One very miserable bus journey later, we arrived in Turku and checked into our hotel, though I was so stressed by this point that I’d begun to feel physically ill. (Tragically, my body’s response to stress is to bypass the emotional response and just manifest it bodily instead.) We couldn’t even face going out to find a restaurant, and ended up ordering food at the one adjoining the Holiday Inn – which, insult to injury, I couldn’t even bring myself to eat. Sadder still, we’d paid for the continental breakfast (usually my favourite part of any hotel experience) and I was so nauseous come morning that the mere smell of the buffet made me bring up my morning coffee. Over the course of that first evening and all the way into the following morning, we were engaged in a fruitless exchange with the aviator service, whose staff were armed with a seemingly endless list of excuses as to why the suitcases wouldn’t be with us in time. To wit: they could be flown to Turku on the Saturday but the earliest flight they could be put on wouldn’t arrive until we’d left for the wedding; the courier service they use doesn’t operate on a Saturday; they couldn’t use an alternative service like Fed-Ex or DHL because we’d have to arrange and pay for that ourselves…despite their respective local websites being in Finnish; and they couldn’t transport it to Björkboda itself because they only do deliveries from Helsinki up to 120km.

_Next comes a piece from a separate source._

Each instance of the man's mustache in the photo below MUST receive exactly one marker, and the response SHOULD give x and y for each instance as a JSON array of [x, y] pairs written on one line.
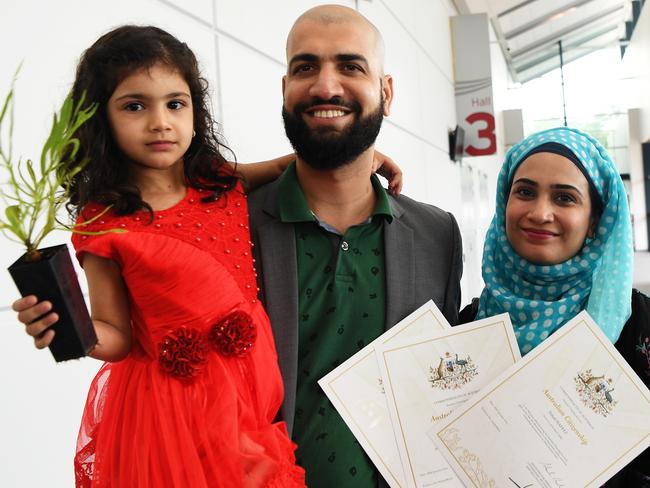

By 10am, we’d more or less resigned ourselves to the fact that we’d be wholly inappropriately attired for the wedding, though there was – I admit – a certain relief that came of accepting that fate and giving up hope of seeing our luggage until we got back to Helsinki. (Not least because we had, by this stage, received assurances from Anu (the bride-to-be) that she didn’t care how we were dressed, just that we were there.) En route to the wedding bus, therefore, we stopped by a department store and tried to equip ourselves with the bare essentials for the weekend – KLM having oh-so-generously told us that we could spend up to €100 on emergency supplies for which they’d reimburse us. (Fun fact: this happened over a month ago and we’ve yet to hear back from them about that.)

And finally, buoyed by the prospect of seeing Anu in a matter of hours, we arrived at Turku Cathedral, where the wedding bus awaited.

  1. Markus McD says:

    Wow, you’d think losing luggage these days would be more rare, considering all the labels and crap they do!!